A local fisherman drops by once a day to sell his catch—usually crayfish or lobster for lunch and flatfish for dinner. The coconut trees planted by the narrow path winding down to the tropical beach are finally bearing fruit. Höller roams around with binoculars to scrutinize birds or to spot fishermen rowing by in a boat hollowed out from a tree trunk. Turtis, the handsome bush dog with a bitten-off ear they were given as a puppy by friends in Biriwa, surveys the terrain from one of the concrete decks where he likes to stand sentry, before bounding off to play with Odenbach.
Despite the house’s idyllic appearance, building it was an ordeal, legally and logistically. “We are like dilettante architects, and we made so many mistakes,” says Höller. “But since this is Africa, it takes ages to build anything, so we had time to think about the mistakes and find the right solutions.” Their amateur status, though, was only part of the problem. Even veteran architects would have struggled to construct a house a mile and a half from the nearest road on 25 acres of wild African scrubland while dodging the maze of legal obstacles facing any foreigner who tries to buy land in Ghana. “At the beginning, everyone thought we were crazy,” recalls Odenbach. “Then they started to ask: ‘When can we visit?’ But the construction went on for so long that at a certain point they stopped asking us about the house.
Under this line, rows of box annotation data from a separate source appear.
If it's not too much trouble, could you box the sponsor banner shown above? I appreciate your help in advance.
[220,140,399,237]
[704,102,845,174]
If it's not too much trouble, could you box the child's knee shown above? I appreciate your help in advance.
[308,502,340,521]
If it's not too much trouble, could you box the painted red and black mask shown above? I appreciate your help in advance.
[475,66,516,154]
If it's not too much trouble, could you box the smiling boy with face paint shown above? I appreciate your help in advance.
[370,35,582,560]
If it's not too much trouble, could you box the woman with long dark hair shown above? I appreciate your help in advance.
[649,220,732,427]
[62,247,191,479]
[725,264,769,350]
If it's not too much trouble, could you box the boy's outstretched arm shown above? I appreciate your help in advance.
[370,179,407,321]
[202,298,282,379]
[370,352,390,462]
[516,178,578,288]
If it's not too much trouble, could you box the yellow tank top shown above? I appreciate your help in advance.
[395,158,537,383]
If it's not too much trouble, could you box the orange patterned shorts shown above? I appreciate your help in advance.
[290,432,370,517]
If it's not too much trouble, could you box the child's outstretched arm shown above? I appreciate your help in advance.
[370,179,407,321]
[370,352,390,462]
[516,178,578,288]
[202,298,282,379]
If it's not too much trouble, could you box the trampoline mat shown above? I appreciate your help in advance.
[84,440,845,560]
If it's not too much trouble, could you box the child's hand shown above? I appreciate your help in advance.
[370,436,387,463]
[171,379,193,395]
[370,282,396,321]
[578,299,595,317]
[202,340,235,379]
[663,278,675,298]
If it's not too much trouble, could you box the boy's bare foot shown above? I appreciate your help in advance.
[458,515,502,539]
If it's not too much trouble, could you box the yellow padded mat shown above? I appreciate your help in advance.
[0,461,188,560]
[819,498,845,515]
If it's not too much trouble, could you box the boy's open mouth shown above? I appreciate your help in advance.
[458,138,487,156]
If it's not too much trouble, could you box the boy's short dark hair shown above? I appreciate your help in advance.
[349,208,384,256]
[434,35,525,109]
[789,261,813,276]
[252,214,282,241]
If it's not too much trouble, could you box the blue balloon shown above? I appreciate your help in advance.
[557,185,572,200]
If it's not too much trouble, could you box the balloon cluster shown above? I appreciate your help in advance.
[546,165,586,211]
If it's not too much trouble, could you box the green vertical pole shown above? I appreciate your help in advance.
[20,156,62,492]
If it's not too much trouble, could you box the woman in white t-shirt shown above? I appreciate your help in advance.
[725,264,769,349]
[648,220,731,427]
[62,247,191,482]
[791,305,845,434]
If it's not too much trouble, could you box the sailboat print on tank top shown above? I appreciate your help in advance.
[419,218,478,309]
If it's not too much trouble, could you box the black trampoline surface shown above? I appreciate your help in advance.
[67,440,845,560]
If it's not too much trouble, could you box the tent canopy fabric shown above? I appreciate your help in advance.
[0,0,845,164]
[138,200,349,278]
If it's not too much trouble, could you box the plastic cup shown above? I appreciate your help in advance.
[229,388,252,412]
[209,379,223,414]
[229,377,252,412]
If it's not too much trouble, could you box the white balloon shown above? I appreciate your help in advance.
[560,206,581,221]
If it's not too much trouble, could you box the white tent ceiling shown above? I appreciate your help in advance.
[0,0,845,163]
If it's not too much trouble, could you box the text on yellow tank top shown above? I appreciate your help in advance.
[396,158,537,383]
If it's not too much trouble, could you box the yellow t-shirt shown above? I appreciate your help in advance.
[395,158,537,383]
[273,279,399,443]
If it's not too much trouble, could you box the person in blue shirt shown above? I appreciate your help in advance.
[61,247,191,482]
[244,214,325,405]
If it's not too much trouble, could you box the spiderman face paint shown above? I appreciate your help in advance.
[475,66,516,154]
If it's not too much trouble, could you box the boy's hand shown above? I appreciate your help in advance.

Nobody believed we would ever finish it.”
The two men have been friends since the mid-1990s, when they met through Höller’s then girlfriend, the artist Rosemarie Trockel, a close friend of Odenbach’s. Trained as a scientist, Höller is part of the Relational Aesthetics group of artists, which includes Douglas Gordon and Rirkrit Tiravanija, and whose work involves creating experiences rather than objects. Among Höller’s past projects are giant slides at Tate Modern in London and the Double Club, a Euro-Congolese nightclub designed in London for Prada’s art foundation. He conceived his New Museum show as a series of experiences for visitors to participate in, one of which is the Giant Psycho Tank sensory-deprivation pool. “We invited Carsten to take over the whole museum, and he treated it as a place where people can have a living experience,” explains Massimiliano Gioni, the exhibition’s curator. “But for him, participation is complex and manipulative, always with an element of control.”